Another very cold morning greeted us. I was cold in my sleeping bag overnight on this last day of spring. The group got up around 7am and moved slowly, eating breakfast in our sleeping bags and slowly packing up as the sun’s rays found us. Pepper Jack walked down to the river’s edge, crossed the bridge and walked over to the sand bar where we had cooked last night. She peeled off her clothes and naked, dove into the frigid water, squealing when she came up for air. I was in shock, not from seeing a naked woman 200 yards down the hill, but for the fact that the air temperature was 33 degrees and I was bundled up in winter clothes and there she was taking a morning swim! She hurried back to the campsite; we all finished packing up and began what would prove to be a tough day of hiking.

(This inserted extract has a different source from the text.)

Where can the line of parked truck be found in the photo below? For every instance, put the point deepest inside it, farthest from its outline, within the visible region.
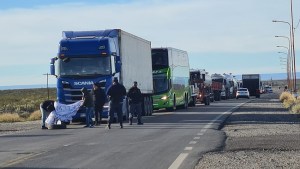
(86, 57)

We climbed all morning, gaining elevation from 7,800 to 10,500 feet. There were, thankfully, only a couple patches of snow along the trail at the highest elevation. Stopping along the way for a midmorning snack break, we were passed by Flying Brian, the trail hiker/runner who hiked the Triple Crown all in 2001 (PCT, AT, and Continental Divide Trail, totaling over 7000 miles) and David Horton, who broke the AT record, going from Georgia to Maine in 45 days last year and who, this year, is attempting to break the PCT record by running from Mexico to Canada in 66 days. They both spoke to us, briefly however, then disappeared down the trail. Note: these are supported treks, with no backpacks and these gentlemen will have food and shelter provided for them nightly.
After a lunch break we descended 1700 feet to a low point of 8,900 feet at Death Canyon Creek. From there we began a steep, long, grinding climb which royally kicked my butt. My legs felt like lead, I couldn’t catch my breath, and it was a rough go of it the next 5 miles. On north facing slopes we encountered intermittent patches of deep snow to climb/hike over. The bulk of the trail, however, was clear. One of the big challenges continues to be how sandy the trail is, often like beach sand with soft steps that sometimes make me feel as if I’m hiking backwards. Upon reaching the crestline, we stopped to view a vast desert below and distant desert mountains with no vegetation on their rugged faces.
Freight Train made a small snowman in the spirit of being in snow country. From there we hiked to a saddle on the crest, arriving around 7:30pm. A .2 mile walk to a meadow with a crystal clear snowmelt stream provided water for cooking. The mosquitoes were out in force and fortunately it was cold, so we all bundled up and I set up the tarptent for relief. After dinner I retreated to the tarptent and did some journaling while the mosquitoes buzzed up a storm outside. Tired from the day’s significant climbs and long miles, I was soon too tired to write and I zipped up the bag to keep out the chill and called it a day.
Today’s weather: sunny, low 28, high 70. Today’s mileage: 20.9; cumulative mileage 737.6.